Insurance Companies Issue 8.837 Trillion Won in Hybrid Securities, Surpassing Last Year's Total
Hanwha Life Issues 2 Trillion Won and DB Insurance 1.67 Trillion Won Ahead of Major Deals
Hybrid Securities Alone Have Limitations... Need for Risk Diver

[Financial Microscope] Insurance Companies’ Capital Securities Issuance Reaches 9 Trillion Won... What’s Behind Another All-Time High This Year

Insurance companies have issued approximately 9 trillion won in capital securities this year, surpassing last year's all-time record. This surge is attributed to heightened efforts to manage financial soundness, prompted by interest rate cuts and accounting-related regulations. Experts advise that relying solely on capital securities for financial soundness has its limitations and recommend adopting strategies to diversify risks.


Capital Securities Issuance Surpasses 9 Trillion Won... All-Time High

According to the Korea Securities Depository and the Financial Supervisory Service as of November 4, domestic insurance companies have issued 8.837 trillion won in capital securities (including subordinated foreign currency bonds) so far this year. This not only marks the highest amount ever but also exceeds last year’s total issuance of 8.665 trillion won. Including Heungkuk Life Insurance’s planned issuance of 200 billion won in subordinated bonds later this month, the total capital securities issued by insurance companies this year will exceed 9 trillion won.


Capital securities refer to debt securities such as hybrid capital securities and subordinated bonds that are recognized as equity capital under accounting standards. With the adoption of International Financial Reporting Standards 17 (IFRS 17) in 2023, the capital adequacy ratio (K-ICS) has gained importance as a key financial soundness indicator, leading to a sharp increase in capital securities issuance by insurers. The amount issued, which stood at 3.2 trillion won in 2023, has nearly tripled this year.


The average coupon rate for capital securities issued by insurance companies this year is 4.41%. Applying this rate to the total issuance, annual interest payments amount to approximately 400 billion won. However, due to declining market interest rates, the coupon rate in the second half of the year (3.75%) has decreased compared to the first half (4.66%).


[Financial Microscope] Insurance Companies’ Capital Securities Issuance Reaches 9 Trillion Won... What’s Behind Another All-Time High This Year

Hanwha Life and DB Insurance Issue Large-Scale Capital Securities Ahead of 'Big Deals'... K-ICS Stabilization

Hanwha Life has issued the largest amount of capital securities among insurers this year. In March, Hanwha Life issued 600 billion won in subordinated bonds, followed by 1 billion dollars (approximately 1.43 trillion won) in subordinated foreign currency bonds in June. Hanwha Life also led the industry last year with 1.9 trillion won in capital securities issuance. As a result of these successive issuances, Hanwha Life’s K-ICS in the first half of the year reached 160.6%, exceeding the financial authorities’ recommended level of 130%. In July, Hanwha Life also completed the acquisition of a 75% stake in US securities firm Velocity.

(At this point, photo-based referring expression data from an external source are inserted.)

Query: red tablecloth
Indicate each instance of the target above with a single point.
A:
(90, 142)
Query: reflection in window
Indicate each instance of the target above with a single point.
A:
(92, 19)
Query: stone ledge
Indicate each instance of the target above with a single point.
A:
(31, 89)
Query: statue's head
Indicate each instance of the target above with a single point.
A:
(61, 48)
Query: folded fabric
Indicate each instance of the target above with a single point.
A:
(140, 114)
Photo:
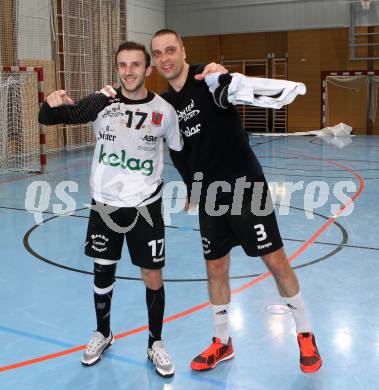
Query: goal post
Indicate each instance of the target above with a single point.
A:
(22, 138)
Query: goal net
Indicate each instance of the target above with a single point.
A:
(21, 136)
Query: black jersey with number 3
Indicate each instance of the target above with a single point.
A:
(215, 142)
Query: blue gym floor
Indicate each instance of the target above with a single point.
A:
(47, 312)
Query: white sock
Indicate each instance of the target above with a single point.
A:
(220, 322)
(297, 307)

DB Insurance issued 1.667 trillion won in capital securities domestically this year, raising over 800 billion won in both the first and second halves. Notably, in the second half, DB Insurance became the first in the industry to issue 867 billion won worth of 'core capital hybrid securities' without a step-up condition, with a maturity of 30 years. DB Insurance’s K-ICS for the first half of the year stood at 213.3%. After this large-scale capital raising, DB Insurance signed a contract to acquire a stake in US auto insurer Fortegra for 1.65 billion dollars (about 2.3 trillion won).

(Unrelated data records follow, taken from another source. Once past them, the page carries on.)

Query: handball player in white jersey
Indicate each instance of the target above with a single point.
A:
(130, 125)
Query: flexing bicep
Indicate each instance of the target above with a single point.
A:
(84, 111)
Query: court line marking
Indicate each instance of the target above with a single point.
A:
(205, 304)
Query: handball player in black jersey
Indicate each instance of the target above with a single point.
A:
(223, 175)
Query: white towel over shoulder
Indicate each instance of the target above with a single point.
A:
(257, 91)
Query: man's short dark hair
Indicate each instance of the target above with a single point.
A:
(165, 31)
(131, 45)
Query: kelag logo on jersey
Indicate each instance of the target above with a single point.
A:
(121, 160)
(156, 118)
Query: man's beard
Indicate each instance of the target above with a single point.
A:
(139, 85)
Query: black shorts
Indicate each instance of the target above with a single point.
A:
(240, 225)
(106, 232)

Dongyang Life, which became a subsidiary of Woori Financial Group in July, has also been aggressively issuing capital securities this year. In May, the company issued 500 million dollars (about 700 billion won) in foreign currency bonds, followed by 200 billion won in subordinated bonds just yesterday. The coupon rate for Dongyang Life’s subordinated bonds issued yesterday was 3.65%, the lowest among subordinated bonds issued by insurers this year. As of November 3, this offers an investment appeal of about 0.767 percentage points compared to the 5-year government bond yield (2.883%). Based on recently announced third-quarter results, Dongyang Life’s K-ICS stands at 172.7%.


"Reduce Reliance on Capital Securities and Diversify Risks"

Insurance companies are issuing large amounts of capital securities because, compared to other methods, it is a relatively easy way to boost their K-ICS. With market interest rates declining for an extended period, some insurers are also redeeming previously issued high-interest capital securities early and refinancing at lower rates.


However, financial authorities are not in favor of insurers excessively relying on capital securities to improve their financial soundness indicators. This is because capital securities are considered supplementary capital, which has a lower loss-absorbing capacity than core capital. For this reason, authorities have announced plans to introduce a 'core capital K-ICS' regulation, emphasizing the strength of core capital within the year.


Nevertheless, financial authorities are also preparing measures to help insurers manage liabilities and enhance financial soundness through other means. For example, the implementation of the '30-year ultimate observation maturity' has been postponed. Initially scheduled for phased implementation by 2027, it has now been delayed to 2035. This change is expected to ease the burden of liability discount rates for insurers due to interest rate fluctuations, positively impacting K-ICS management. Additionally, the recently introduced delegated asset-retention reinsurance is expected to help improve insurers’ financial soundness. Unlike traditional reinsurance, which only transfers risk premiums to reinsurers, delegated asset-retention reinsurance allows insurers to transfer not only insurance risk but also other risks such as interest rate risk to reinsurers.


No Geonyeop, Head of Financial System Research at the Korea Insurance Research Institute, stated, "The insurance industry is expected to deteriorate in order of soundness, profitability, and growth next year," adding, "It is essential for insurers to proactively manage their liabilities by considering capital burdens from the product development and sales stages, utilizing contract transfers to improve financial soundness and diversify risks."